The main airport serving the city is Melbourne Airport, the second busiest in Australia, Australia's busiest seaport the Port of Melbourne. Its main metropolitan rail terminus is Flinders Street station and its main regional rail and road coach terminus is Southern Cross station, it has the most extensive freeway network in Australia and the largest urban tram network in the world. Indigenous Australians have lived in the Melbourne area for an estimated 31,000 to 40,000 years; when European settlers arrived in the 19th-century, under 2,000 hunter-gatherers from three regional tribes—the Wurundjeri and Wathaurong—inhabited the area. It was an important meeting place for the clans of the Kulin nation alliance and a vital source of food and water; the first British settlement in Victoria part of the penal colony of New South Wales, was established by Colonel David Collins in October 1803, at Sullivan Bay, near present-day Sorrento. The following year, due to a perceived lack of resources, these settlers relocated to Van Diemen's Land and founded the city of Hobart.

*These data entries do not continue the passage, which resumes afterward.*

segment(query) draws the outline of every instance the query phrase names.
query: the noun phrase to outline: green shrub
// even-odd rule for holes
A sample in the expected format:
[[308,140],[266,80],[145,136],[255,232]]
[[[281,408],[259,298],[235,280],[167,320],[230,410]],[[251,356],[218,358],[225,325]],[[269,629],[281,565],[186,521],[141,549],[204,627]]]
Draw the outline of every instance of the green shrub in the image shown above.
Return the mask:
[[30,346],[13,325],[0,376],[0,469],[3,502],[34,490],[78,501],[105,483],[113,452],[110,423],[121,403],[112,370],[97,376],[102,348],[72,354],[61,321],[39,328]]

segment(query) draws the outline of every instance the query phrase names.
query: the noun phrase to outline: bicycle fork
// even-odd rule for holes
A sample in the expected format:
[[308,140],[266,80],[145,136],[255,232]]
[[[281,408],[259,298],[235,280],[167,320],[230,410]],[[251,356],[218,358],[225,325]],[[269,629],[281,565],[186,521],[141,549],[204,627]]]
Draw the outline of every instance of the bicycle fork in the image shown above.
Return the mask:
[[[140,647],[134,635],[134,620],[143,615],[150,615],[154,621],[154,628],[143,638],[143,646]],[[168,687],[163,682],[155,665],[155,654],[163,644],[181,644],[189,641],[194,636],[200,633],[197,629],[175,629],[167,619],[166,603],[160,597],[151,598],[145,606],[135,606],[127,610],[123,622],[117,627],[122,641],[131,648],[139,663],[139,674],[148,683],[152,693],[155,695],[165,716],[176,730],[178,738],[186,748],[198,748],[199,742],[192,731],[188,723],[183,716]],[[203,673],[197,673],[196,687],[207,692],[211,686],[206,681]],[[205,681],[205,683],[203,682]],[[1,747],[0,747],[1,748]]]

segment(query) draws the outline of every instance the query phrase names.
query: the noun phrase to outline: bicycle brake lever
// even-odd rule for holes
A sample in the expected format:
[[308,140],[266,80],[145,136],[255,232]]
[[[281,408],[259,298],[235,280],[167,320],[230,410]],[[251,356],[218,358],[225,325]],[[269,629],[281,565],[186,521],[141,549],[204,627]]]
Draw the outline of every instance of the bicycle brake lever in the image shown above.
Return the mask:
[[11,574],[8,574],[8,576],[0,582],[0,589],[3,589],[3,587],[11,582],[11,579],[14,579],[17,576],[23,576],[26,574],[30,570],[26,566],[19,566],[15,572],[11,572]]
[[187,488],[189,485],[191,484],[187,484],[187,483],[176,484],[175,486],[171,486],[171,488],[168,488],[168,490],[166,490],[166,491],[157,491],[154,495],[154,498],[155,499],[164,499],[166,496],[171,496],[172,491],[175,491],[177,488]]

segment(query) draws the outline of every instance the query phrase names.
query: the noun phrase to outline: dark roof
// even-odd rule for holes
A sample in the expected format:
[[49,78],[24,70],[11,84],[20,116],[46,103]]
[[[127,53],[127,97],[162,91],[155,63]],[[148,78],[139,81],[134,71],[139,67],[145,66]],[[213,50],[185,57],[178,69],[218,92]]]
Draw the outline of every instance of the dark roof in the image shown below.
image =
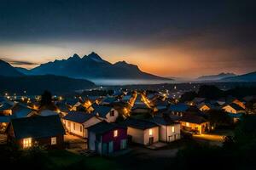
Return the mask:
[[235,103],[231,103],[231,104],[230,104],[230,105],[236,110],[244,110],[242,107],[241,107],[240,105],[238,105]]
[[128,118],[124,122],[124,125],[127,127],[131,127],[134,128],[140,128],[140,129],[147,129],[151,128],[154,127],[157,127],[158,125],[150,122],[149,121],[141,120],[141,119],[134,119],[134,118]]
[[187,105],[186,104],[177,104],[177,105],[170,105],[168,110],[183,112],[186,111],[188,109],[189,109],[189,105]]
[[195,115],[186,115],[186,116],[182,116],[182,118],[180,119],[180,121],[181,122],[195,123],[195,124],[201,124],[201,123],[207,122],[204,117],[199,116],[195,116]]
[[168,116],[154,116],[150,119],[148,119],[149,122],[154,122],[157,125],[174,125],[174,124],[179,124],[179,122],[176,122],[172,121]]
[[83,123],[93,116],[95,116],[92,114],[84,113],[81,111],[69,111],[67,115],[63,117],[63,119],[72,121],[74,122]]
[[0,104],[0,111],[5,110],[10,110],[13,107],[12,105],[4,102],[3,104]]
[[18,139],[47,138],[65,134],[59,116],[12,119],[11,125],[13,126],[15,137]]
[[107,114],[111,110],[112,107],[95,105],[93,109],[94,115],[98,113],[101,117],[105,118]]
[[105,133],[108,133],[111,130],[116,129],[116,128],[124,128],[126,129],[125,127],[118,125],[115,123],[109,123],[106,121],[102,121],[99,123],[96,123],[90,128],[88,128],[89,132],[93,132],[97,134],[103,134]]

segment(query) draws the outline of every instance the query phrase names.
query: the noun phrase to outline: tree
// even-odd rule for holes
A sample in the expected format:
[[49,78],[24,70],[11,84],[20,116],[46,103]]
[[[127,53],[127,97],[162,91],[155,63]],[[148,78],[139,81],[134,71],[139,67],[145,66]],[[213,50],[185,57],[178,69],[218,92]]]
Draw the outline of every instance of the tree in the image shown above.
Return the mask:
[[198,96],[209,99],[218,99],[224,97],[224,91],[213,85],[201,86],[198,91]]
[[232,123],[231,118],[224,110],[209,110],[207,114],[211,124],[214,127],[230,126]]
[[193,100],[195,97],[197,97],[197,94],[195,91],[191,92],[186,92],[183,94],[182,94],[180,98],[181,102],[185,102],[185,101],[191,101]]
[[45,90],[41,95],[40,109],[43,108],[52,110],[55,110],[56,108],[52,101],[51,93],[47,90]]

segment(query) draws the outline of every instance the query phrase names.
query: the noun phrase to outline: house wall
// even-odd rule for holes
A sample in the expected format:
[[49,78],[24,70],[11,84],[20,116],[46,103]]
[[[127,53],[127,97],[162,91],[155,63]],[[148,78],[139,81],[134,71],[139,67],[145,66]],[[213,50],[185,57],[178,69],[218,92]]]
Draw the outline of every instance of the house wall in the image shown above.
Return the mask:
[[88,121],[86,121],[85,122],[83,123],[84,128],[84,138],[88,138],[88,130],[87,128],[89,127],[91,127],[98,122],[101,122],[102,120],[96,118],[96,116],[91,117],[90,119],[89,119]]
[[[152,129],[152,135],[149,135],[149,129]],[[149,138],[154,137],[154,142],[158,142],[159,141],[159,128],[154,127],[152,128],[148,128],[143,131],[144,133],[144,144],[148,145],[149,144]]]
[[89,132],[88,134],[88,148],[90,150],[96,150],[96,145],[95,145],[95,141],[96,141],[96,134],[92,132]]
[[[172,132],[174,127],[174,132]],[[180,124],[169,126],[160,126],[160,140],[163,142],[172,142],[180,139]],[[176,135],[176,137],[174,136]],[[169,138],[170,136],[170,138]]]
[[[57,134],[52,137],[56,137],[56,144],[51,145],[51,137],[32,139],[32,144],[38,142],[38,145],[45,145],[49,149],[64,149],[64,136],[62,134]],[[23,148],[23,139],[18,140],[15,139],[15,141],[20,148]]]
[[205,133],[205,130],[206,130],[205,128],[207,127],[208,128],[208,129],[210,129],[210,122],[203,122],[201,124],[189,122],[189,126],[187,126],[186,122],[181,122],[182,128],[190,128],[191,130],[198,130],[200,134]]
[[[110,112],[112,110],[114,111],[114,116],[110,116]],[[115,120],[117,119],[117,117],[119,116],[119,112],[115,109],[111,109],[110,112],[106,115],[106,121],[108,122],[114,122]]]
[[144,131],[138,128],[127,128],[127,133],[132,137],[131,141],[144,144]]
[[203,105],[199,110],[201,111],[207,111],[207,110],[209,110],[210,108],[207,105]]
[[[114,130],[118,130],[118,136],[113,137],[113,132]],[[127,129],[124,128],[116,128],[112,131],[109,131],[106,133],[104,133],[102,137],[102,143],[108,143],[113,141],[113,151],[119,150],[120,150],[120,144],[122,139],[127,139]]]
[[[81,123],[74,122],[68,120],[63,120],[64,125],[66,127],[66,129],[68,133],[71,133],[73,134],[78,135],[79,137],[84,138],[85,133],[84,133],[84,125]],[[70,125],[70,126],[69,126]],[[75,128],[74,128],[75,126]],[[80,129],[80,127],[82,127],[82,131]]]
[[223,108],[226,112],[229,113],[237,113],[236,110],[233,109],[231,106],[230,105],[226,105]]

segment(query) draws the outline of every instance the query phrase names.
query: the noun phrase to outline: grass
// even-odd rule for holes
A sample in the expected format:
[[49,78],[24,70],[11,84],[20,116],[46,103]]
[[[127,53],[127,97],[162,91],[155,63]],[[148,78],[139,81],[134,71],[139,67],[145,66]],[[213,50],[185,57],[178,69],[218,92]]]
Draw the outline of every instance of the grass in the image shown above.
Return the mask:
[[101,156],[86,157],[67,150],[53,150],[48,154],[47,167],[49,169],[117,169],[118,164],[113,160]]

It would be 30 years. In May and June 1835, John Batman, a leading member of the Port Phillip Association in Van Diemen's Land, explored the Melbourne area, claimed to have negotiated a purchase of 600,000 acres with eight Wurundjeri elders. Batman selected a site on the northern bank of the Yarra River, declaring that "this will be the place for a village" before returning to Van Diemen's Land. In August 1835, another group of Vandemonian settlers arrived in the area and established a settlement at the site of the current Melbourne Immigration Museum. Batman and his group arrived the following month and the two groups agreed to share the settlement known by the native name of Dootigala. Batman's Treaty with the Aborigines was annulled by Richard Bourke, the Governor of New South Wales, with compensation paid to members of the association. In 1836, Bourke declared the city the administrative capital of the Port Phillip District of New South Wales, commissioned the first plan for its urban layout, the Hoddle Grid, in 1837.
Known as Batmania, the settlement was named Melbourne in 1837 after the British Prime Minister, William Lamb, 2nd Viscount Melbourne, whose seat was Melbourne Hall in the market town of Melbourne, Derbyshire. That year, the settlement's general post office opened with that name. Between 1836 and 1842, Victorian Aboriginal groups were dispossessed of their land by European settlers. By January 1844, there were said to be 675 Aborigines resident in squalid camps in Melbourne; the British Colonial Office appointed five Aboriginal Protectors for the Aborigines of Victoria, in 1839, however their work was nullified by a land policy that favoured squatters who took possession of Aboriginal lands. By 1845, fewer than 240 wealthy Europeans held all the pastoral licences issued in Victoria and became a powerful political and economic force in Victoria for generations to come. Letters patent of Queen Victoria, issued on 25 June 1847, declared Melbourne a city. On 1 July 1851, the Port Phillip District separated from New South Wales to become the Colony of Victoria, with Melbourne as its capital.